Trump may be correct that only a fool would pay more for a diamond than its sale price, but as such wisdom alone did not justify a front-page story, the Times moved to enhance its non-story by suggesting that vendor-gifting is a wide spread phenomenon at celebrity weddings.

A non-Trumpian example the Times found of "social wattage" was the wedding of Sasha Lazard to Michael Mailer. Sasha Lazard is an accomplished soprano, having sung Cinderella in Rossini's La Cenerentola, 'Cherubino' in Mozart's Le Nozze di Figaro, the title role in the anime movie Princess Mononoke and her own songs in her album The Myth Of Red; her husband Michael Mailer is the successful producer of no fewer than a dozen movies. The Times made no mention of their artistic accomplishments noting instead "Before Sasha Lazard, a banking heiress, married Michael Mailer, Norman Mailer's son, in Tulum, Mexico, in May, her bridesmaids were invited to pick through trunks of designer dresses in the Los Angeles office of Harper's Bazaar." Evidently, when the Times is in its Celeb mode, fact-checking is not a requisite. If it was, the Times would have discovered that the talented Ms. Lazard did not really inherit a bank (her father Sid Lazard was a prominent NBC TV correspondent.) The temporary loan of clothing for a photo-shoot by a fashion magazine could only be stop-the-presses news in a CHV-infected story.
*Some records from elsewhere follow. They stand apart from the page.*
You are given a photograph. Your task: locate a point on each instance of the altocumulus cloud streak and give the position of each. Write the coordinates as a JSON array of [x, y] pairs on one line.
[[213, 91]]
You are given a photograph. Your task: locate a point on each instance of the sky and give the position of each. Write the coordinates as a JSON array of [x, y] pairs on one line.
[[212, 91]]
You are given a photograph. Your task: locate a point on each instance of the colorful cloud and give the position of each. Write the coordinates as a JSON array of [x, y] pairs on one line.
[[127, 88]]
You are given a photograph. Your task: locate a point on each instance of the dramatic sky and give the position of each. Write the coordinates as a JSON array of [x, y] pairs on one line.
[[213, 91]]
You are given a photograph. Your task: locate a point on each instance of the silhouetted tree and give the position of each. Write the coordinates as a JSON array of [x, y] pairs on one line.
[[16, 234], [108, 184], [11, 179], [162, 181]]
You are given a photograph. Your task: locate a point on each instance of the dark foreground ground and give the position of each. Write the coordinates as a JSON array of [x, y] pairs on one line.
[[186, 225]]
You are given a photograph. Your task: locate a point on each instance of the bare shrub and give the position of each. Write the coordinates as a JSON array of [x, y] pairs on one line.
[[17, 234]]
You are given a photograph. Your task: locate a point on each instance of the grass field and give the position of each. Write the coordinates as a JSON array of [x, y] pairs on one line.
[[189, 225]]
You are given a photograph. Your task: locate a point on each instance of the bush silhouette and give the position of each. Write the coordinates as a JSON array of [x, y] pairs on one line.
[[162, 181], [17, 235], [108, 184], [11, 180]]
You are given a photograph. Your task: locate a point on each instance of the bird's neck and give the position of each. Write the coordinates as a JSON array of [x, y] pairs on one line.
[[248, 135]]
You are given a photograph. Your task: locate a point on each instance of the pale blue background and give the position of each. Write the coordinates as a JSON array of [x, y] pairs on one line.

Finally, to add a global economic dimension to its front-page celebrity wrangling, the Times concluded, "The London-based Graff Company noted an uptick in traffic in its New York, Chicago and Palm Beach stores after the Trump publicity." Before these media-driven shoppers stampede into buying rings at $60,000 a carat at the Graff company, they might consider the fact that diamonds, after television sets, are perhaps most common consumer product in America. How the illusion of their value has been brilliantly maintained by De beers can be found (free) in my book The Diamond Invention.